The two Weegie hoods saw all they needed to see and even managed a couple of photographs of Dominic Grainger and the unknown woman. They really wanted to watch them head off to a hotel or wherever he did the business so they could call it a night plus a result. This was the second time they’d watched him, and the last time he’d taken his pick-up to the flat in St Vincent Place. They had enough now, and Big Arthur would be pleased; well, maybe pleased wasn’t the right word.
They watched Grainger and Hadden in deep conversation, in two minds about staying or calling it a day. Big Arthur would always have questions and they would have to have answers, so they hung on to see where they would go if the woman who was with Grainge
r was game for a laugh. If they’d known who she really was, they would have been on a bonus from the big man. As far as they were concerned, she looked like someone who mattered when compared with the last woman he’d picked up, but that meant nothing at that moment in time.
As near as dammit the night was more or less following the pattern they’d hoped for. However, their best-laid plans were about to go belly up, while the consequences of one too many drinks would alter Hadden’s night and future in ways that she could never have predicted or imagined.

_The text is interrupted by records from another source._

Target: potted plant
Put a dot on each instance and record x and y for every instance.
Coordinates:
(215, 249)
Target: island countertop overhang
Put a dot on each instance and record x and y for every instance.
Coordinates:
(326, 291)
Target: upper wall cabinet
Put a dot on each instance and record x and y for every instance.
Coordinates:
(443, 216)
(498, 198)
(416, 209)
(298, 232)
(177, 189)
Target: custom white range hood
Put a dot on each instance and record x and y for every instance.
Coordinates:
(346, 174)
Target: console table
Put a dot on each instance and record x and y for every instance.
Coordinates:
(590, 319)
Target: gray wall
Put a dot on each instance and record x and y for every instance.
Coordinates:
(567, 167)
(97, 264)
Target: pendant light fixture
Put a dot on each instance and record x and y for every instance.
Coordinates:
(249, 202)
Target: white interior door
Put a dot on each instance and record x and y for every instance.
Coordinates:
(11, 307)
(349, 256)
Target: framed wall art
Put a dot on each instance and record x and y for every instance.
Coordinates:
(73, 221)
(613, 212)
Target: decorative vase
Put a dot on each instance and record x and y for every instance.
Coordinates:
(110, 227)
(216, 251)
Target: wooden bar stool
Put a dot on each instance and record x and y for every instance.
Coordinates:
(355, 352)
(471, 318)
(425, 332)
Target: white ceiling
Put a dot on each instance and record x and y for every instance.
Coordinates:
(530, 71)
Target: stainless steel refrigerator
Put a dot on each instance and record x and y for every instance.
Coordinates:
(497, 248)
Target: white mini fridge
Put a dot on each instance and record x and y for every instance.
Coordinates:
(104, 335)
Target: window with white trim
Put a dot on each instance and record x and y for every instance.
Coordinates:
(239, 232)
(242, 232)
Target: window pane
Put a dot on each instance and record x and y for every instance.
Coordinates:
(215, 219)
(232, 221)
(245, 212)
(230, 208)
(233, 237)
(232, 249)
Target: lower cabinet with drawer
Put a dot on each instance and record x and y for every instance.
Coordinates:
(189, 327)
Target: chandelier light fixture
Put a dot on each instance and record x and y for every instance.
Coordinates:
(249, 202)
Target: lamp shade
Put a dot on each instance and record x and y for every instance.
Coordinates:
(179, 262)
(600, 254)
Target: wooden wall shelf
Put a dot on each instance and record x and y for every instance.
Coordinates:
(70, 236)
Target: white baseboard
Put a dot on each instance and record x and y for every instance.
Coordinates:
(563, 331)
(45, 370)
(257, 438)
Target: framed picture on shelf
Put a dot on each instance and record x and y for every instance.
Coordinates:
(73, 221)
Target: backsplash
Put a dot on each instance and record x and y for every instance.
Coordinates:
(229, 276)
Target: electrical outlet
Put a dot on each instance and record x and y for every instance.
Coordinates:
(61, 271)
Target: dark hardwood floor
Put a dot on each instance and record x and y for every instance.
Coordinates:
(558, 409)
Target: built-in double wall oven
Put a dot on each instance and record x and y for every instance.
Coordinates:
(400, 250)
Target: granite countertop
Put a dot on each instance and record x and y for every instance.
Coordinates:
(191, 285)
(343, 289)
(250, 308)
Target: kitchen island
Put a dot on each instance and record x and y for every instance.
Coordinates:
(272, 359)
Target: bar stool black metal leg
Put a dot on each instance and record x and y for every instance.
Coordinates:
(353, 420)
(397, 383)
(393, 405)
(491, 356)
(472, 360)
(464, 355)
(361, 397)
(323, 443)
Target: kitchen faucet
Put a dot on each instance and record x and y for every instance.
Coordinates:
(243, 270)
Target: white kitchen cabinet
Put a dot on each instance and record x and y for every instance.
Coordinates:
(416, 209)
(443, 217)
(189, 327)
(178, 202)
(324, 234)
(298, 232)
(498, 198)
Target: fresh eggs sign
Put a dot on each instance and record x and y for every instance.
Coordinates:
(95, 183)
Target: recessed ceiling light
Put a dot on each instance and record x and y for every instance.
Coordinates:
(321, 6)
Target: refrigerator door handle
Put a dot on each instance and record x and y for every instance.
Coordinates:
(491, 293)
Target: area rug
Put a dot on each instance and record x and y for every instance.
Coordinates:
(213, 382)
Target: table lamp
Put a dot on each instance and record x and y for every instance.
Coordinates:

The overweight mouth who had complained at the bar earlier had discovered his balls again, helped on by necking several drinks rapidly. That was his solution to getting over his humiliation in front of the woman he fancied. She’d made her excuses and left halfway through his feeble attempt at explaining why he hadn’t sorted out either the barman or Grainger. Some people just can’t help being an arse, and by the time he was well on his way to being fully pissed he realised that Grainger being some sort of name meant fuck all to him. He’d been in the TA a few years earlier and still remembered some moves. Unfortunately, he’d forgotten that the lads in the Terriers had thought he was an arsehole as well.